When all these factors were held constant, the gaps between types of caregivers were much smaller in all models (Table A.1). For example, in the case of psychological distress, disregarding other factors, the probability that caregivers of children would express a high level of psychological distress was 21 percentage points higher than for regular caregivers of a parent (and 16 percentage points higher for those caring for a spouse). However, when all other factors were taken into account, this gap narrowed to 6 percentage points (both for those caring for a spouse and for a child).

In other words, the fact that those caring for a spouse or child were more likely to have greater symptoms of psychological distress is largely due to certain risk factors specific to their role (greater number of hours, diversity of tasks, primary caregiver).

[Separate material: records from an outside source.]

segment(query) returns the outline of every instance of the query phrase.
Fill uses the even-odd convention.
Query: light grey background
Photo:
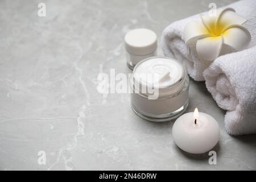
[[[220,124],[213,166],[207,154],[176,146],[173,122],[143,120],[129,94],[97,92],[101,72],[131,72],[123,47],[129,30],[148,28],[160,38],[172,22],[210,2],[234,1],[1,1],[0,169],[255,169],[256,136],[227,134],[225,111],[203,82],[191,81],[187,111],[198,107]],[[39,2],[46,17],[38,16]],[[38,163],[40,151],[46,165]]]

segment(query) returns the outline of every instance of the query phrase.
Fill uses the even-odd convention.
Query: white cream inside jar
[[[174,59],[155,56],[140,61],[129,83],[133,110],[146,119],[173,119],[188,105],[189,77]]]

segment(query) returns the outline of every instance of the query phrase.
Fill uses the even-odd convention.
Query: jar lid
[[[157,48],[156,34],[146,28],[134,29],[125,36],[126,51],[133,55],[143,56],[151,53]]]
[[[148,92],[158,92],[159,97],[171,96],[180,91],[185,84],[185,69],[176,60],[154,56],[138,63],[133,70],[132,83],[137,93],[148,96]]]

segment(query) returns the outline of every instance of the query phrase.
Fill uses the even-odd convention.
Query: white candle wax
[[[195,112],[184,114],[177,119],[172,127],[172,137],[183,150],[191,154],[203,154],[218,143],[220,127],[213,117],[198,113],[196,109]]]

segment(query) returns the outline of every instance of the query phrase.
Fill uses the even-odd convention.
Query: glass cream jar
[[[140,61],[156,55],[156,34],[149,29],[137,28],[125,36],[127,65],[131,69]]]
[[[137,64],[129,79],[132,109],[150,121],[175,119],[188,105],[189,82],[185,69],[174,59],[144,59]]]

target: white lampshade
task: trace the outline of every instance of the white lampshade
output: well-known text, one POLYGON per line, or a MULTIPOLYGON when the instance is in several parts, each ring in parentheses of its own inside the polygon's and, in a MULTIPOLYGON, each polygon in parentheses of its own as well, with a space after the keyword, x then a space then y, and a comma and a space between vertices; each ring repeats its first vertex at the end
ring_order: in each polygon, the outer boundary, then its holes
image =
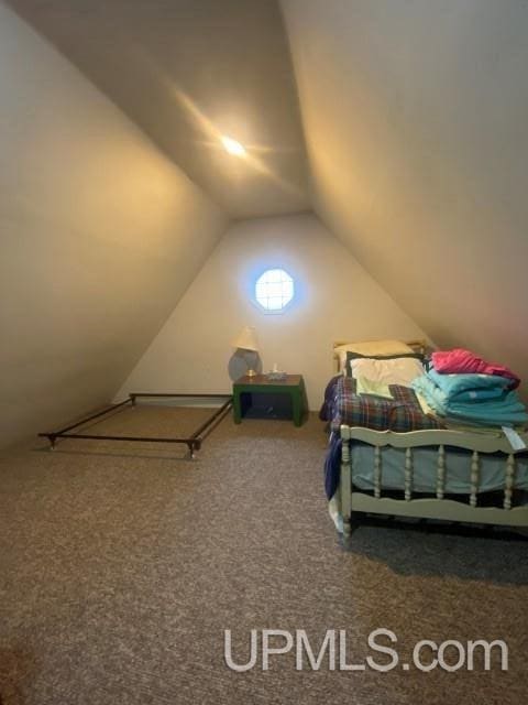
POLYGON ((258 350, 255 329, 251 326, 244 326, 231 345, 233 348, 242 348, 243 350, 258 350))

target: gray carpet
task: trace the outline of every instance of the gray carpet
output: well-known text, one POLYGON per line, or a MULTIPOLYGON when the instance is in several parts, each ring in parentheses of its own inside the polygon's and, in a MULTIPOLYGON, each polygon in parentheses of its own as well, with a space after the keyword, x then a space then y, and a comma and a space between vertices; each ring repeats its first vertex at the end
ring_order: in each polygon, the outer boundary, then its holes
MULTIPOLYGON (((143 406, 97 430, 174 434, 205 415, 143 406)), ((228 419, 195 463, 84 441, 4 455, 3 704, 526 703, 528 544, 365 525, 344 550, 323 447, 312 416, 228 419), (378 627, 404 657, 419 639, 504 639, 509 671, 297 672, 288 654, 234 673, 223 660, 224 629, 244 661, 250 629, 305 629, 316 647, 333 628, 359 662, 378 627)))

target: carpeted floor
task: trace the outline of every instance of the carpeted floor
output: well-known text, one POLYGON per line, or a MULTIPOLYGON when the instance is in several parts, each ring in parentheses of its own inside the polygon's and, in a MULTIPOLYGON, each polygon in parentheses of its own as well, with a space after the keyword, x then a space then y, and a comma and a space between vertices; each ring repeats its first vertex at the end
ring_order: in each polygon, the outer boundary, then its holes
MULTIPOLYGON (((205 415, 142 406, 97 429, 162 435, 205 415)), ((3 704, 526 703, 528 543, 365 525, 344 550, 323 453, 311 416, 301 429, 227 419, 194 463, 154 444, 4 455, 3 704), (251 629, 305 629, 315 649, 344 629, 358 663, 376 628, 395 632, 402 661, 420 639, 503 639, 509 670, 493 659, 490 672, 479 660, 476 672, 312 671, 305 659, 296 671, 290 653, 235 673, 224 662, 224 629, 240 662, 251 629)))

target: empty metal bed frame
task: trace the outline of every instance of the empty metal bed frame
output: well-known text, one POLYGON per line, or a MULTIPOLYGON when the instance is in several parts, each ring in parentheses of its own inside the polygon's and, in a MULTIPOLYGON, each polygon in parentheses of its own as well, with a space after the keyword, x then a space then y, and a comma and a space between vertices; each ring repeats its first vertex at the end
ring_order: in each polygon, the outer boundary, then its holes
POLYGON ((226 417, 233 405, 233 398, 231 394, 190 394, 190 393, 151 393, 151 392, 131 392, 129 398, 118 404, 111 404, 106 406, 101 411, 98 411, 90 416, 86 416, 80 421, 76 421, 73 424, 59 429, 58 431, 48 431, 40 433, 38 436, 45 437, 50 441, 50 449, 55 448, 57 438, 68 440, 84 440, 84 441, 123 441, 130 443, 176 443, 186 445, 189 452, 189 457, 195 458, 197 451, 201 448, 205 438, 217 427, 217 425, 226 417), (223 402, 221 406, 215 410, 215 412, 208 416, 208 419, 194 431, 189 436, 185 437, 158 437, 158 436, 116 436, 101 433, 81 433, 76 432, 76 429, 84 426, 90 421, 107 416, 112 412, 119 412, 127 406, 134 408, 138 399, 210 399, 223 402))

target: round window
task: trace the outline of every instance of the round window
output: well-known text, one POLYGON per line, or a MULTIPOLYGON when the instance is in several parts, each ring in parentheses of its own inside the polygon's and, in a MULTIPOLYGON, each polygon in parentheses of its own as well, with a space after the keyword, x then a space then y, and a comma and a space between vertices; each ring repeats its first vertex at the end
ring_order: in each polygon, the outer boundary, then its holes
POLYGON ((294 280, 284 269, 268 269, 256 280, 255 299, 265 311, 278 313, 293 297, 294 280))

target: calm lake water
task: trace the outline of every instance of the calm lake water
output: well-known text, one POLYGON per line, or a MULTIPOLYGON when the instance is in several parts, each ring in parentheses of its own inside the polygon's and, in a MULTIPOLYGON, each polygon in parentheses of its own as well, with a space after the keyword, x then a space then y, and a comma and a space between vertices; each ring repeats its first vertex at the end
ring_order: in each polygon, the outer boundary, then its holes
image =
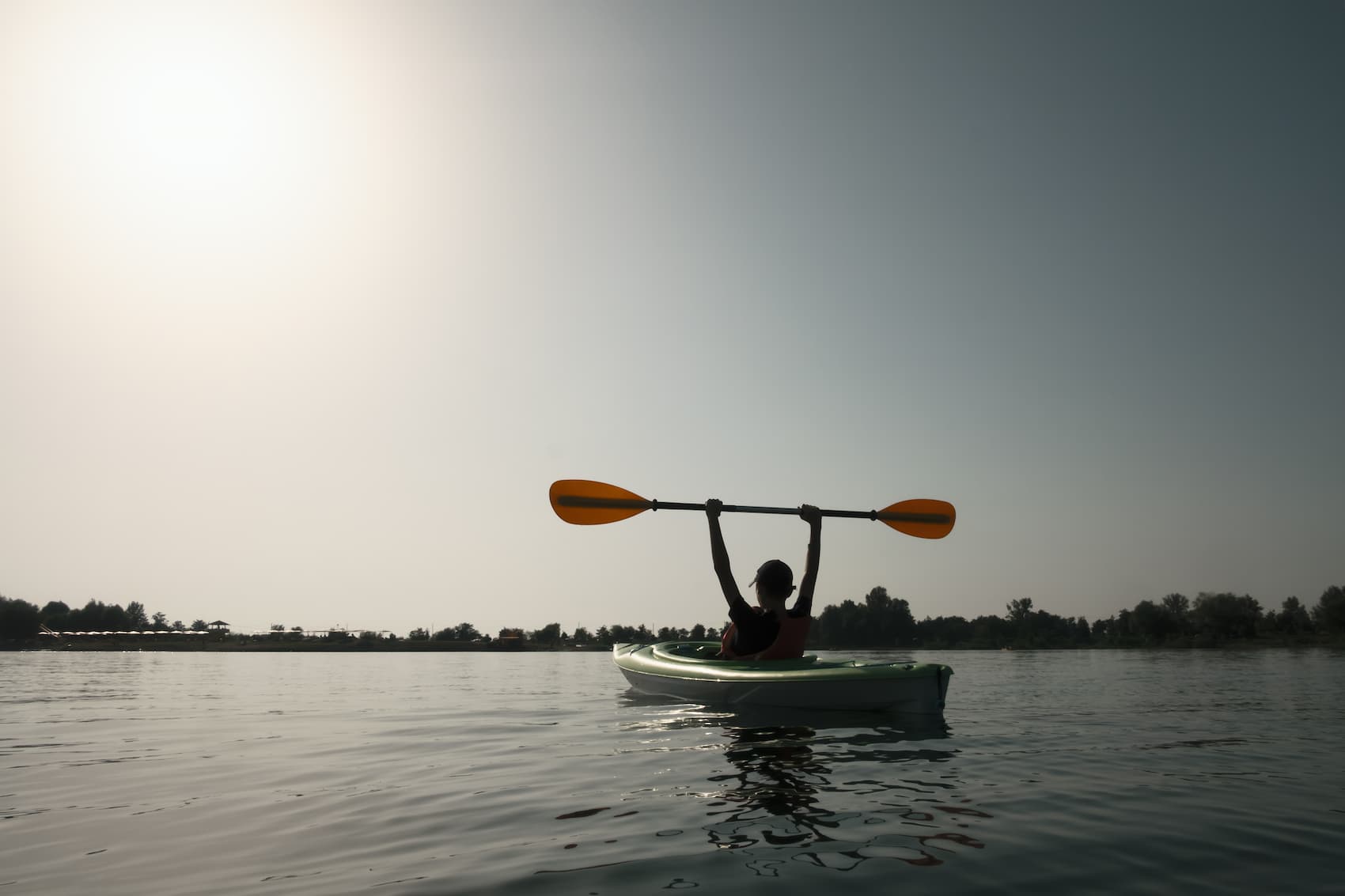
POLYGON ((1345 652, 902 657, 942 724, 605 654, 0 654, 0 893, 1345 892, 1345 652))

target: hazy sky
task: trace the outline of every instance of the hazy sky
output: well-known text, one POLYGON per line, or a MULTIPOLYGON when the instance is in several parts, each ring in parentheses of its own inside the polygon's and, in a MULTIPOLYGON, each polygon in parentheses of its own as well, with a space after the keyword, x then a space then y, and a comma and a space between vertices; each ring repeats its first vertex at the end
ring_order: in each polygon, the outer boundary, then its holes
POLYGON ((1345 4, 0 0, 0 593, 405 634, 1345 584, 1345 4), (725 517, 745 587, 807 526, 725 517))

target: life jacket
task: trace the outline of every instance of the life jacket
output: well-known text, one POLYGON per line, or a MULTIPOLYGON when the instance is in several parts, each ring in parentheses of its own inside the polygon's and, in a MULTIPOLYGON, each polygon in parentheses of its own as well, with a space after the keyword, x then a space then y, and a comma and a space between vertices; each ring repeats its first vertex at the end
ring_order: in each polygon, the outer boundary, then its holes
MULTIPOLYGON (((765 612, 760 607, 753 607, 752 609, 759 613, 765 612)), ((780 619, 780 631, 776 632, 775 640, 765 650, 757 651, 755 654, 738 654, 733 650, 733 636, 738 631, 737 623, 729 623, 729 627, 724 630, 724 638, 720 639, 720 657, 724 659, 798 659, 803 655, 803 642, 808 638, 808 626, 812 624, 811 616, 791 616, 784 613, 780 619)))

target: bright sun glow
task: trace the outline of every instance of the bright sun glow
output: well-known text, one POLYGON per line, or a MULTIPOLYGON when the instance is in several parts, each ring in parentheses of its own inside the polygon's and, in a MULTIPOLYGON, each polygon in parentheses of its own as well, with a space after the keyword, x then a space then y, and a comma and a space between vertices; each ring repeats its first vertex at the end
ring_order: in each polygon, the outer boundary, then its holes
POLYGON ((276 23, 241 15, 190 5, 86 23, 65 47, 54 106, 66 188, 102 210, 95 226, 243 249, 312 213, 312 91, 276 23))

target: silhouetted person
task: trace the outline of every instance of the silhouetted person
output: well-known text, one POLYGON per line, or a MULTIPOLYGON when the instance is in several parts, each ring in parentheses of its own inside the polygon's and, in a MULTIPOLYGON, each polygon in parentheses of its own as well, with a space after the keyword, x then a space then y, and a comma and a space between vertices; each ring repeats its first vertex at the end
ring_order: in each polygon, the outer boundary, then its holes
POLYGON ((783 560, 768 560, 757 568, 757 605, 749 607, 738 592, 729 568, 729 552, 720 531, 720 511, 724 502, 710 498, 705 502, 705 515, 710 521, 710 556, 714 574, 720 577, 724 599, 729 601, 733 623, 720 642, 721 659, 795 659, 803 655, 803 642, 812 622, 812 589, 818 584, 818 560, 822 554, 822 511, 803 505, 799 517, 808 523, 808 560, 799 585, 794 609, 785 604, 794 593, 794 570, 783 560))

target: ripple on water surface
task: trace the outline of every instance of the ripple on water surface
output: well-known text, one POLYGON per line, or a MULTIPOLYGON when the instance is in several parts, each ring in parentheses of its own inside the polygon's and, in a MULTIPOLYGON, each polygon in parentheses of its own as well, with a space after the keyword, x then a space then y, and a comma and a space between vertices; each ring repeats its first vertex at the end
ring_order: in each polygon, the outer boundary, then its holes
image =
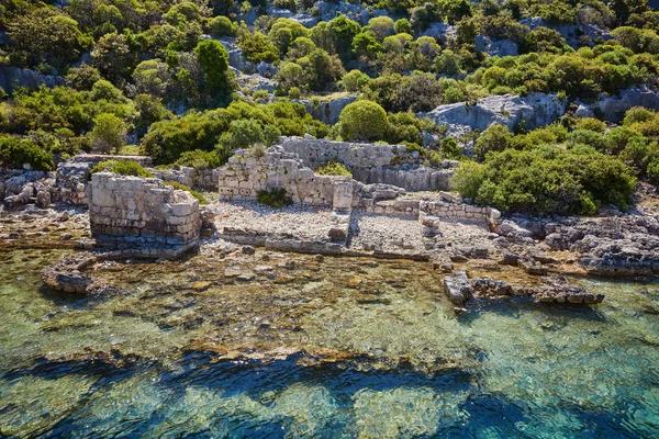
POLYGON ((4 436, 659 436, 656 284, 455 316, 423 263, 198 256, 77 297, 41 289, 60 255, 2 260, 4 436))

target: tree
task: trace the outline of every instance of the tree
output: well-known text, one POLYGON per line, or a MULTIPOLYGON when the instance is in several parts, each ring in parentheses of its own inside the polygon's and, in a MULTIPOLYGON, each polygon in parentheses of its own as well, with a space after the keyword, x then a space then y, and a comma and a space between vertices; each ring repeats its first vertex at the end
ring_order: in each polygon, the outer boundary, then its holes
POLYGON ((91 87, 100 79, 99 70, 85 63, 80 67, 70 68, 65 77, 66 85, 76 90, 91 90, 91 87))
POLYGON ((209 21, 209 32, 213 36, 236 36, 238 26, 228 18, 220 15, 209 21))
POLYGON ((91 50, 93 67, 111 81, 129 79, 137 65, 136 43, 116 32, 103 35, 91 50))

With regard to consequences on health and reduction of work hours, the gaps between types of caregivers were narrowed even more when all of the other factors were taken into account. However, even after accounting for these factors, family caregivers who cared for a child always spent more than all other types of caregivers.

Another finding is that, for caregivers, caring for a person with a mental health problem or Alzheimer’s particularly increased the risk of being highly distressed, as shown by other studies.Note 1 Women, caregivers caring for at least one other person, caregivers who were considered the primary caregiver, those caring for a person with cancer and those receiving care themselves were also more likely to experience an elevated level of psychological distress. However, family caregivers who looked after children in addition to looking after their parents or other adults (referred to as the "sandwich generation" in some studiesNote 2) were no more likely to experience a high level of psychological distress than others.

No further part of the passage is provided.